Interpreting optimised machine learning models in the H2O API, in particular GBM, DNN and RF, through XAI is critical to understanding the decision-making process of these models. XAI provides transparency and insight into the complex workings of these advanced models and makes them more interpretable for users and stakeholders (Talukdar et al. 2023b; Ahmed et al. 2023, 2024; Mia et al. 2023). To this end, the DALEX package in R is used, which provides a set of tools and methods to explain and understand the behaviour and predictions of machine learning models. Using the features of DALEX, we can analyse the models to gain a comprehensive understanding of how they work, to understand how different features influence the predictions, and to identify possible biases or inconsistencies.

Model diagnostic

Model diagnosis in XAI involves evaluating the performance and reliability of the optimised ML models. This is primarily done by residual analysis, which analyses the difference between the observed values and the predictions of the model (residuals). Residual analysis helps to identify patterns or anomalies in the predictions, such as systematic biases, overfitting or underfitting. By analysing these residuals, we gain insights into the accuracy of the model in different data segments and can diagnose problems that could affect the performance of the model. This diagnostic process is important to validate the effectiveness of the model and ensure that it generalises well to new, unseen data.

Model parts

The ‘model parts’ aspect of XAI focuses on understanding the contribution of each feature to the model’s predictions. This is achieved through permutation-based feature importance, a technique that assesses the impact of reshuffling each feature on the accuracy of the model. By randomly permuting the values of each feature and measuring the change in the model’s performance, we can determine the importance of each feature to the predictions. This method provides a ranking of the features based on their importance and helps to identify the most influential variables in the model and understand their role in the prediction process.

Model profile

Model profiling in XAI includes techniques such as Partial Dependence Plots (PDP), Accumulated Local Effects (ALE) and Individual Conditional Expectation (ICE) plots.
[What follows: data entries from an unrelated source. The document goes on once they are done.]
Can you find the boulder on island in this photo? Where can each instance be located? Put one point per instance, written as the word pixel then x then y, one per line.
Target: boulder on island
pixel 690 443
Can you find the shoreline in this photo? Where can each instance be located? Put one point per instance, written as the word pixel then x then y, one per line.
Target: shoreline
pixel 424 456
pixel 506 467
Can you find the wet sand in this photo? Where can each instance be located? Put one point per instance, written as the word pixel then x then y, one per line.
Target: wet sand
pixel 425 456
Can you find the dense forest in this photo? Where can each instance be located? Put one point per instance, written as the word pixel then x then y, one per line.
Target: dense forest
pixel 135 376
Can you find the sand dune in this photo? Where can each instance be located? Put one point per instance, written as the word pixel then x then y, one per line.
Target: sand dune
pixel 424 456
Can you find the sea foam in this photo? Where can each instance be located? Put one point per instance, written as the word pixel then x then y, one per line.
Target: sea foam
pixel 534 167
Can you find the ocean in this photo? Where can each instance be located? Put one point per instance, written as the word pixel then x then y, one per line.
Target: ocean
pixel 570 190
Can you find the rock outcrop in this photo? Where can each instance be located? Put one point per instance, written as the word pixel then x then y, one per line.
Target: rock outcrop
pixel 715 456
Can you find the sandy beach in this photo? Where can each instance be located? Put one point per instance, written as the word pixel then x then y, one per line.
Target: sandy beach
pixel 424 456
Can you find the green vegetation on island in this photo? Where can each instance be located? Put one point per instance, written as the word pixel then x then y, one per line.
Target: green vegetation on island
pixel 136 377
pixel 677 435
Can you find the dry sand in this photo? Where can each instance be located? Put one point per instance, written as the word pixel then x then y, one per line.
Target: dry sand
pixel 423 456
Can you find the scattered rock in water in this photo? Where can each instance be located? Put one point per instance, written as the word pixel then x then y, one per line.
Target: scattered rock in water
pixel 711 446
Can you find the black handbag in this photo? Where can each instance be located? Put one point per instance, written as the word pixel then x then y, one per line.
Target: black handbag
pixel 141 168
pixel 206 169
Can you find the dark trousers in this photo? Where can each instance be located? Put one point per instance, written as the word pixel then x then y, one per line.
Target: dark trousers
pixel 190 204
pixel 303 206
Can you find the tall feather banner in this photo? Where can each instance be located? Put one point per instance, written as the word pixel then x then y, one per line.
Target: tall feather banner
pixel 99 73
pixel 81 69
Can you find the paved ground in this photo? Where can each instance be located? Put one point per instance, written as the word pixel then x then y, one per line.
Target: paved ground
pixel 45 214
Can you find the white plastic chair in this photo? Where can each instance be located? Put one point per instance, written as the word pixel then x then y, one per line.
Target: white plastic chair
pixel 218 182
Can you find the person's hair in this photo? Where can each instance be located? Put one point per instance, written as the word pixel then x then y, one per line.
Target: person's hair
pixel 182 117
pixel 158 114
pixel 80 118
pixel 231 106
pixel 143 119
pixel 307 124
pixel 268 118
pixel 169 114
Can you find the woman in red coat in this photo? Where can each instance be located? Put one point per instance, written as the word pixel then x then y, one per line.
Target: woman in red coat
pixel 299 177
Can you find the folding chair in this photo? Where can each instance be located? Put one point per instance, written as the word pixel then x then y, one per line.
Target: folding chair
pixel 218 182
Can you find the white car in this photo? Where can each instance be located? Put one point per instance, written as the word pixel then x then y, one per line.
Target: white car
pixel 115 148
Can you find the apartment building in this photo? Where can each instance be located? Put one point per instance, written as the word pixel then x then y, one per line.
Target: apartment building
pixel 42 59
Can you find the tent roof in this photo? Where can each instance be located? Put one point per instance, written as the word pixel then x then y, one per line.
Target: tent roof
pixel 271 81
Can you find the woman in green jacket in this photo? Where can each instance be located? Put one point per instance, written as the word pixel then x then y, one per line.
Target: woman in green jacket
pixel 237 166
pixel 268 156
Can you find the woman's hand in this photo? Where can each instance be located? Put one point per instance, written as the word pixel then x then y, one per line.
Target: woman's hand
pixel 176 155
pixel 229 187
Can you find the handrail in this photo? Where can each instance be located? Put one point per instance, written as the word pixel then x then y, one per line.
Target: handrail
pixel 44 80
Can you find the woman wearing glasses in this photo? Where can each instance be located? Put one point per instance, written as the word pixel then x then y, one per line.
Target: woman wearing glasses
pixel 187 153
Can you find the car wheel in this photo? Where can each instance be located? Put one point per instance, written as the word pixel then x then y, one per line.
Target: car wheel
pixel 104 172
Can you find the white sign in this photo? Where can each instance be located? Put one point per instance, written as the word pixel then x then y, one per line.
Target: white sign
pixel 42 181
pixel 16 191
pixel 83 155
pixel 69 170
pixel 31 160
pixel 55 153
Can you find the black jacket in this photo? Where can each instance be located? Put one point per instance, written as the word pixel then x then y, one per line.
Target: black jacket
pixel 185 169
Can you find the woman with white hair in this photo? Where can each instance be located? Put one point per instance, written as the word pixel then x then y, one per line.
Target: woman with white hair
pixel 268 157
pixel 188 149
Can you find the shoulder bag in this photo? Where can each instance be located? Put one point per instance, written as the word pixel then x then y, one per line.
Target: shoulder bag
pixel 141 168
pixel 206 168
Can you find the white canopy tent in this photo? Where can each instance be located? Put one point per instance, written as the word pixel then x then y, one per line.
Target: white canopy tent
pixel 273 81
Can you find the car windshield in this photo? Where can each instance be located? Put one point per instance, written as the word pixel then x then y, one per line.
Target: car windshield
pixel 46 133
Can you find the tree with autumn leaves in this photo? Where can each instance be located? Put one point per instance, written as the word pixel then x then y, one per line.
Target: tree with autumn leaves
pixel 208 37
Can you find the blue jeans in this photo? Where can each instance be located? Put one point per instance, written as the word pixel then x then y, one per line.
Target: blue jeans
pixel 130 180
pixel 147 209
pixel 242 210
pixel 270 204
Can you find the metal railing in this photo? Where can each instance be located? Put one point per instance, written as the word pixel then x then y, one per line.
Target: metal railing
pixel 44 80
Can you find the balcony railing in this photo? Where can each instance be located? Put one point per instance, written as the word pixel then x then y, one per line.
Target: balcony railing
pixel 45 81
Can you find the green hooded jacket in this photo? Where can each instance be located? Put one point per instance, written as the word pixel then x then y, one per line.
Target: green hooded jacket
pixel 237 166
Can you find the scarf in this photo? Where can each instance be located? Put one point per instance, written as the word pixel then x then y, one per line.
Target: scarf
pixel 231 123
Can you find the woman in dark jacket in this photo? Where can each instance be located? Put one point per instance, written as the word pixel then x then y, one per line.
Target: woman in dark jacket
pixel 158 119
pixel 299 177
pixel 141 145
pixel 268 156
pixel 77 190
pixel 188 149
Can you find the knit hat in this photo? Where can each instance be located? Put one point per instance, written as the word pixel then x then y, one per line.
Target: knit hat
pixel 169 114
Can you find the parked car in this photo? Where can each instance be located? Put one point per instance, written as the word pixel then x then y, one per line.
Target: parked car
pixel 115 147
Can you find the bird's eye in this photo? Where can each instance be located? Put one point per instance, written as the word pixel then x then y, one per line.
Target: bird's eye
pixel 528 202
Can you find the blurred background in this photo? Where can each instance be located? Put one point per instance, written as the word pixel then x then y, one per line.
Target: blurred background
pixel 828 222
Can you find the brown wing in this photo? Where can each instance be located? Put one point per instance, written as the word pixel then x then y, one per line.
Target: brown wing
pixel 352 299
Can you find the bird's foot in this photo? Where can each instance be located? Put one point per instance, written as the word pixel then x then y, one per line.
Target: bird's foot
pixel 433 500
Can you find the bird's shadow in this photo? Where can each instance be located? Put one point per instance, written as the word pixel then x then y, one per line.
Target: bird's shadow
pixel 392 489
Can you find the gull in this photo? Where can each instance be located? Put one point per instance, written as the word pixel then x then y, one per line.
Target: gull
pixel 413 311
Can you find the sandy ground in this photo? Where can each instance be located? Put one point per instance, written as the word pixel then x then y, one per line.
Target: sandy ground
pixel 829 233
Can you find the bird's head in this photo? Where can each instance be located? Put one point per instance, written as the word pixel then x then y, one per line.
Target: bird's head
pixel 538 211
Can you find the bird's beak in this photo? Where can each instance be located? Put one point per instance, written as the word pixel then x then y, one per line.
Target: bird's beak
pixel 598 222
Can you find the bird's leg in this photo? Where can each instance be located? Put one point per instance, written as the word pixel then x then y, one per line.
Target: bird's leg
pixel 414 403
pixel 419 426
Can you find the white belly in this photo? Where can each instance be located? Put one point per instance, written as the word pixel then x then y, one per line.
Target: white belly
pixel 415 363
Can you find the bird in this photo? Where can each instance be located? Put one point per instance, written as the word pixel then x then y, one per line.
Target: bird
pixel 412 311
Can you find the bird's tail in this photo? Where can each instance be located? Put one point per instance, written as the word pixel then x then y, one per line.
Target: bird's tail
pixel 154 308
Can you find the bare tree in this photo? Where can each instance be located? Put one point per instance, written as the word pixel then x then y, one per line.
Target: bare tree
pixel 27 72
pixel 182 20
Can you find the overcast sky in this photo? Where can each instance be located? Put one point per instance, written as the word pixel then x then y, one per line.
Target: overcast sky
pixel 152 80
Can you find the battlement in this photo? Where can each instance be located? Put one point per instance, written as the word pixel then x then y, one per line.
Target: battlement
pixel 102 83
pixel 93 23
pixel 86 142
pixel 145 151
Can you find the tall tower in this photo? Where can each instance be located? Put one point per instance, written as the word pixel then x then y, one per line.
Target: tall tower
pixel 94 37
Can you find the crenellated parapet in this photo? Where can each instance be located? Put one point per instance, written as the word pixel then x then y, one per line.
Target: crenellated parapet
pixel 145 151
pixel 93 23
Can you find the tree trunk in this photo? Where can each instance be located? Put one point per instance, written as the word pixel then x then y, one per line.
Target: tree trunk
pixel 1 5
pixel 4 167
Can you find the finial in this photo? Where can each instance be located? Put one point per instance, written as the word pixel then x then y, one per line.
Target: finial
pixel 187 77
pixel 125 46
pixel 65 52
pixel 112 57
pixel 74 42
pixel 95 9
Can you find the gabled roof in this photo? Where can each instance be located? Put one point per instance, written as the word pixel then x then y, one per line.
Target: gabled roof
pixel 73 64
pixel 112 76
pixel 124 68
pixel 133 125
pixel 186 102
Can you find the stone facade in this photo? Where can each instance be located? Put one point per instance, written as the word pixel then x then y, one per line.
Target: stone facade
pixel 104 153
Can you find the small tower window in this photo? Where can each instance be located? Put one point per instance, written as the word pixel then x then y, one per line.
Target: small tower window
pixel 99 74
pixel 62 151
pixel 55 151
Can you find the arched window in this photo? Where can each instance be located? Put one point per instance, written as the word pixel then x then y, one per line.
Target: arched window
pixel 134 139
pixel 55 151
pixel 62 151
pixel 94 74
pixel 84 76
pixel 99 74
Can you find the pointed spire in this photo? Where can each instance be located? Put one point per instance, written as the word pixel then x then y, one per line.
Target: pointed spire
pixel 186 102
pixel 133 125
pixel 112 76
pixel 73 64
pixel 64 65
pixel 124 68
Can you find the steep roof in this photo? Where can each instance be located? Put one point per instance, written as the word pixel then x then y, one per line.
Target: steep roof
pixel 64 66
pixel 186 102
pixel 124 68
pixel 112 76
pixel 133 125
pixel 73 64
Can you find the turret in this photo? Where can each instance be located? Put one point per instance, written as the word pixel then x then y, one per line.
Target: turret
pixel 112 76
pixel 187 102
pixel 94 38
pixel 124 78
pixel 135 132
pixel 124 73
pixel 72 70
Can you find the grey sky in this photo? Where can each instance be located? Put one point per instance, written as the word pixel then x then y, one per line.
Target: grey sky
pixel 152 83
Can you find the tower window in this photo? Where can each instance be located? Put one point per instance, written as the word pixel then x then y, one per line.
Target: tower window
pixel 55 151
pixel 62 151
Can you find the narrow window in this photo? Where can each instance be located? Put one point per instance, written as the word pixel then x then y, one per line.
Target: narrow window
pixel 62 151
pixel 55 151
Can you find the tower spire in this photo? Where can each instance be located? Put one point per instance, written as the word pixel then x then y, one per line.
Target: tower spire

These methods provide a deeper insight into the relationship between characteristics and the predicted outcome. PDPs show the average impact of a feature on the model’s predictions and allow us to identify patterns and trends in how feature values influence the outcome. ALE charts provide a similar view, but focus on the local effects of features and provide a more accurate representation in the presence of correlated features. ICE graphs, on the other hand, show how predictions for individual instances change as a feature is varied, providing a detailed insight into the behaviour of the model. Together, these profiling techniques provide a comprehensive picture of how different features and their interactions affect the model’s predictions, improving the interpretability of complex ML models.

Results

Assessment of water quality condition

Water quality was assessed by measuring physicochemical parameters such as TDS, conductivity, pH and concentrations of ions such as nitrates, sulphates, chlorides, iron and magnesium. The descriptive statistics show considerable variability. For example, the TDS value showed a high standard deviation of 479.47, which indicates a different mineral content of the samples (supplementary Section 1). The confidence intervals for pH (7.61–7.92) indicate consistent acidity, while wider intervals for TDS (583.89–822.59) and conductivity (1045.30–1397.61) reflect greater variability in these readings. Such discrepancies indicate different water sources and possible contaminants. Probability distribution plots further illustrate this variability: ammonia and nitrite levels are predominantly low, as indicated by right-skewed distributions, while broader distributions for TDS and conductivity indicate a range of dissolved concentrations (Supplementary Fig. 1). Parameters such as pH show narrow peaks, indicating uniformity in the samples, while flatter distributions for TDS and conductivity indicate greater variation. In terms of overall water quality impairment, parameters with a broad distribution are of particular concern, especially if they include ranges that exceed environmental or health standards. They may indicate the need for targeted water treatment procedures or further investigation of possible sources of pollution. The shape and distribution of these distributions can inform water quality management decisions, such as whether to focus on general treatment methods or specific pollutants.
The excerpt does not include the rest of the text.